Construir soluções capazes de transformar realidades, no entanto, não é algo que acontece da noite para o dia. O primeiro passo para fazer essa agenda avançar é superar a polarização presente nas discussões sobre bioeconomia, que costuma contrapor negócios de grande escala à sociobioeconomia. Há espaço para todos. Há negócios para todos. Há mercados para todos. Essa construção não permite um olhar excludente. No gigantismo da Amazônia cabe tudo: desde a simples produção de castanhas até as sofisticadas biofábricas com tecnologia de ponta da chamada indústria 4.0, como computação em nuvem, automação industrial e inteligência artificial. A pluralidade de caminhos é importante até porque certos grupos sociais não saem do século XIX para XXI instantaneamente. Certas mudanças levam gerações. 

O Brasil tem um ativo em potencial nas mãos, porém ele se encontra em risco porque a biodiversidade da região reside particularmente nas florestas tropicais. Para acessar este patrimônio, é necessário compreender a realidade da Amazônia, bem como as suas ambiguidades. 

Para alcançar a Amazônia 4.0 em escala, a Amazônia 1.0 – dos gargalos logísticos; da falta de fornecedores; da falta de conectividade; dos altos índices de violência; dos conflitos tendo como pivô a terra; da ilegalidade; da baixa escolaridade; da prostituição infantil – precisa ser vista e priorizada. 

Embora exista um imenso esforço da filantropia e de alguns fundos nacionais e internacionais, o negócio da bioeconomia até hoje não saiu da fase de projeto piloto e da experimentação em pequena escala. Os riscos são tão grandes, que os investidores colocam exigências ultra rígidas para se proteger, muitas vezes desconectadas da realidade. Não há como conciliar exigências de conformidade do mundo desenvolvido com esforços locais amazônicos, mesmo quando todos estão de boa-fé. 

Esta é razão pela qual, hoje, neste território, só desenvolve novos negócios quem está habituado a operar sem cumprir a lei – e aí não precisa de compliance – ou quem é idealista, apaixonado pela causa da produção sustentável local. 

No escopo de riscos, o reputacional tem papel crescentemente relevante. A associação da marca Amazônia ao desmatamento; à corrupção; ao crime organizado e à desgovernança, afasta investidores e mercados. Fica o convite à reflexão de todos os atores envolvidos na construção da imagem da Amazônia, inclusive aqueles que, com a melhor das intenções, acabam por reforçar o alto risco de operações na região. A gestão de risco reputacional tem implicado em demandas de “limpeza” de cadeias relacionadas ao desmatamento, e com certa frequência, tem se traduzido em exclusão pura e simples de elos, muitas vezes frágeis dessas cadeias. 

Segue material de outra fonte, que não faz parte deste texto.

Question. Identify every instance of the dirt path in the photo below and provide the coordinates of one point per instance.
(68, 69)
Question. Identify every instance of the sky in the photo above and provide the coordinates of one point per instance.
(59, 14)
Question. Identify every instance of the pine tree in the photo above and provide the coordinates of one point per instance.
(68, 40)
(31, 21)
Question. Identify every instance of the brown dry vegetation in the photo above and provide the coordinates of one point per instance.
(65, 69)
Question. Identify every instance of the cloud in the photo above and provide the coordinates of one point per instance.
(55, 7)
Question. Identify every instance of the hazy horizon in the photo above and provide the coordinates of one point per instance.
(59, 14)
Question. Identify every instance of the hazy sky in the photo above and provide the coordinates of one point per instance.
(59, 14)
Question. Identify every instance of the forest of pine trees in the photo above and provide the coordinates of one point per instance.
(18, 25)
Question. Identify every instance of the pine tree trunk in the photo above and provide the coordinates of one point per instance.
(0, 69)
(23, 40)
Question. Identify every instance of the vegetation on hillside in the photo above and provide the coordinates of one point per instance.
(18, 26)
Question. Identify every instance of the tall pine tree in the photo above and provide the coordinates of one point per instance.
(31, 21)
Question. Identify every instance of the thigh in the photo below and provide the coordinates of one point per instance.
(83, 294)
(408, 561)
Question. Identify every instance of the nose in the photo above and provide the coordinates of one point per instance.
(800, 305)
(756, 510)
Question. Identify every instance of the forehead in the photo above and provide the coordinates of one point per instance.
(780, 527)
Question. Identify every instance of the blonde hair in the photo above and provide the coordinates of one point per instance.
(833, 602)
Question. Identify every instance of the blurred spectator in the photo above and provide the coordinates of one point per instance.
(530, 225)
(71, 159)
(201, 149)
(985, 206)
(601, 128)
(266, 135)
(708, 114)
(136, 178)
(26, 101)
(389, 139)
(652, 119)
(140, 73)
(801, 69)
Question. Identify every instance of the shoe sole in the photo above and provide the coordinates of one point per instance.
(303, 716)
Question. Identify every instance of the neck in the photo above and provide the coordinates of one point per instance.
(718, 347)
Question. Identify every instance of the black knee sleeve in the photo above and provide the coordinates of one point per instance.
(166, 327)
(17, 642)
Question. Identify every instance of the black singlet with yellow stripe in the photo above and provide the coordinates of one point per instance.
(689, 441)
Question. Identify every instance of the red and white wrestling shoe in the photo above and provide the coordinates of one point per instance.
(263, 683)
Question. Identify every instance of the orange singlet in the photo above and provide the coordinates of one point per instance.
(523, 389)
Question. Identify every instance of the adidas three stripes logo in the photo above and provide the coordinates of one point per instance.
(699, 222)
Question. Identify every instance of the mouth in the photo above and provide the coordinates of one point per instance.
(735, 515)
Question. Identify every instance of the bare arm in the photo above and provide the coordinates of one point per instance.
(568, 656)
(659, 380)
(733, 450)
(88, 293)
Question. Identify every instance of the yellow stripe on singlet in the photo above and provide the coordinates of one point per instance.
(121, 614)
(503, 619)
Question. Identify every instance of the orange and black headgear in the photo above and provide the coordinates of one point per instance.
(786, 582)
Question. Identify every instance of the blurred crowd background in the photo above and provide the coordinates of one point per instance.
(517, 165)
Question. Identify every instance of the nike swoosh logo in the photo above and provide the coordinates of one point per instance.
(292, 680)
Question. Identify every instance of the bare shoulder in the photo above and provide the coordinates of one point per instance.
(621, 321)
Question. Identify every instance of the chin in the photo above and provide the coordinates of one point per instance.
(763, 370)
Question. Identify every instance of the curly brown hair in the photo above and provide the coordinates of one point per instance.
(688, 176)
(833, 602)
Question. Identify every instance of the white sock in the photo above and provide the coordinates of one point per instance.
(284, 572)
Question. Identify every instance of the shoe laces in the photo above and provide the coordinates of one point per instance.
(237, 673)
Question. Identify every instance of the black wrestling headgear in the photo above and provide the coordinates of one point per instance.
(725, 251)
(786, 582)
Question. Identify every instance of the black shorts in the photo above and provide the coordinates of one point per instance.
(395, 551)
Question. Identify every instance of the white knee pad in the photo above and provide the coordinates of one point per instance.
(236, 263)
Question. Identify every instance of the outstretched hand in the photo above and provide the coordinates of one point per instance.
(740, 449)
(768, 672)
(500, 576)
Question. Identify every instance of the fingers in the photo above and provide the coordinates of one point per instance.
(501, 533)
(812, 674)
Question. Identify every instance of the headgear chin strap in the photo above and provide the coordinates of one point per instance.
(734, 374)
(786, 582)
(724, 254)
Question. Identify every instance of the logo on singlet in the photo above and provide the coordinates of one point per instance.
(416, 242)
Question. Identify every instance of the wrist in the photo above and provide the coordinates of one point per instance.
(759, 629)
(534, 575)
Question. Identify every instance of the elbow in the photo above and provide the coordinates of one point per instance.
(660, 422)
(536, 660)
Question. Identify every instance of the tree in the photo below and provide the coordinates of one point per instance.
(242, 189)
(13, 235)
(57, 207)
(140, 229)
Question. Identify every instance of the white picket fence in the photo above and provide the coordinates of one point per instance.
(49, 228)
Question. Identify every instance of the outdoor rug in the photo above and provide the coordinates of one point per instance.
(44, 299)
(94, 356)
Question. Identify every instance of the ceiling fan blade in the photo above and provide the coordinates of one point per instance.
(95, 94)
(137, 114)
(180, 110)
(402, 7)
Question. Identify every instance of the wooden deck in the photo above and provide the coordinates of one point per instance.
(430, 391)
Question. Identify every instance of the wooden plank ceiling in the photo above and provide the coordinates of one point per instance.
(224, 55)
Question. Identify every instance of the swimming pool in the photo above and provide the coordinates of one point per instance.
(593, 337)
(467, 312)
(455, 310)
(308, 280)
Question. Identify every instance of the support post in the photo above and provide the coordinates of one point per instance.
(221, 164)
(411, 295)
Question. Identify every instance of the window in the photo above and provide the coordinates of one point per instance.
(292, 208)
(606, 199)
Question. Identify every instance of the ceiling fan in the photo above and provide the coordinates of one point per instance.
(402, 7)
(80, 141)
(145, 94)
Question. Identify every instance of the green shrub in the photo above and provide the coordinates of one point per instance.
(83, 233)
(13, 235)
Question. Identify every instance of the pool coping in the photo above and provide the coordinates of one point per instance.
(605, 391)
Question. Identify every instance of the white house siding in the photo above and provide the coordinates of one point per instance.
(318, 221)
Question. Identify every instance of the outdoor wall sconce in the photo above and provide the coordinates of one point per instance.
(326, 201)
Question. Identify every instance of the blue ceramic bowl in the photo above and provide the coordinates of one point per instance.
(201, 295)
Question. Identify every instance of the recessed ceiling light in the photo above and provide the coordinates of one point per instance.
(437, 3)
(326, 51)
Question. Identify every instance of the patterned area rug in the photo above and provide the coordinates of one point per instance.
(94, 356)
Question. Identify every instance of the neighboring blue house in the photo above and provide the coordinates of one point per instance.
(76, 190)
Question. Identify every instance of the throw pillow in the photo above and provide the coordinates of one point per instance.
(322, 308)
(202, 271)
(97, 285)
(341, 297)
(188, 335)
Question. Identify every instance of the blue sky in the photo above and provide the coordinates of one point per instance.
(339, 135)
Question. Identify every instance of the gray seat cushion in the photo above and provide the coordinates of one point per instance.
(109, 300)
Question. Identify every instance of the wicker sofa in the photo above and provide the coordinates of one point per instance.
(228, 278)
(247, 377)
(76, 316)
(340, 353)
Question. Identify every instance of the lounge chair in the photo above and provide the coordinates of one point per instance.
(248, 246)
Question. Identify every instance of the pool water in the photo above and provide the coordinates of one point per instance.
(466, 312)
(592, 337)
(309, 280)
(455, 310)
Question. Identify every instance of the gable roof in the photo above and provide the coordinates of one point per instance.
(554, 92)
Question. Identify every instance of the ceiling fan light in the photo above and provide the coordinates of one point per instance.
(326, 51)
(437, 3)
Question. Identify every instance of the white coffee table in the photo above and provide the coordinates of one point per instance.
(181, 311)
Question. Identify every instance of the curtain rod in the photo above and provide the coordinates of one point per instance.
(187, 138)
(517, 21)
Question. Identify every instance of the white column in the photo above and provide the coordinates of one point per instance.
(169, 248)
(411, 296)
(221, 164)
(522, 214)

Um bom exemplo é o manejo florestal sustentável de espécies nativas. Não há como se viabilizar concorrendo contra o desmatamento ilegal, amplamente conhecido na região. Em especial, quando este ocorre nas terras das concessionárias, desequilibrando obrigações objeto dos contratos de concessão. 

Na nossa visão, a atração de investimentos capazes de promover negócios em grande escala depende, antes de mais nada, de uma governança socioambiental regional. O marco regulatório atual de acesso ao uso da biodiversidade, mesmo tendo sido revisto, ainda é considerado insuficiente, dificultando o desenvolvimento da bioeconomia. Parte das respostas para estas questões dependem de uma abordagem multissetorial e sistêmica, que exige integração entre protagonistas detentores de agendas distintas. A remoção de vários obstáculos vai depender da interação com outros atores, situados em outros campos, como área econômica, segurança pública, legislativos estaduais, educação e C&T etc. 

Izabella Teixeira, Marcello Brito e Francisco Gaetani fazem parte do programa de fellowship do Instituto Arapyaú. 

Roberto Waak é presidente do Conselho do Arapyaú.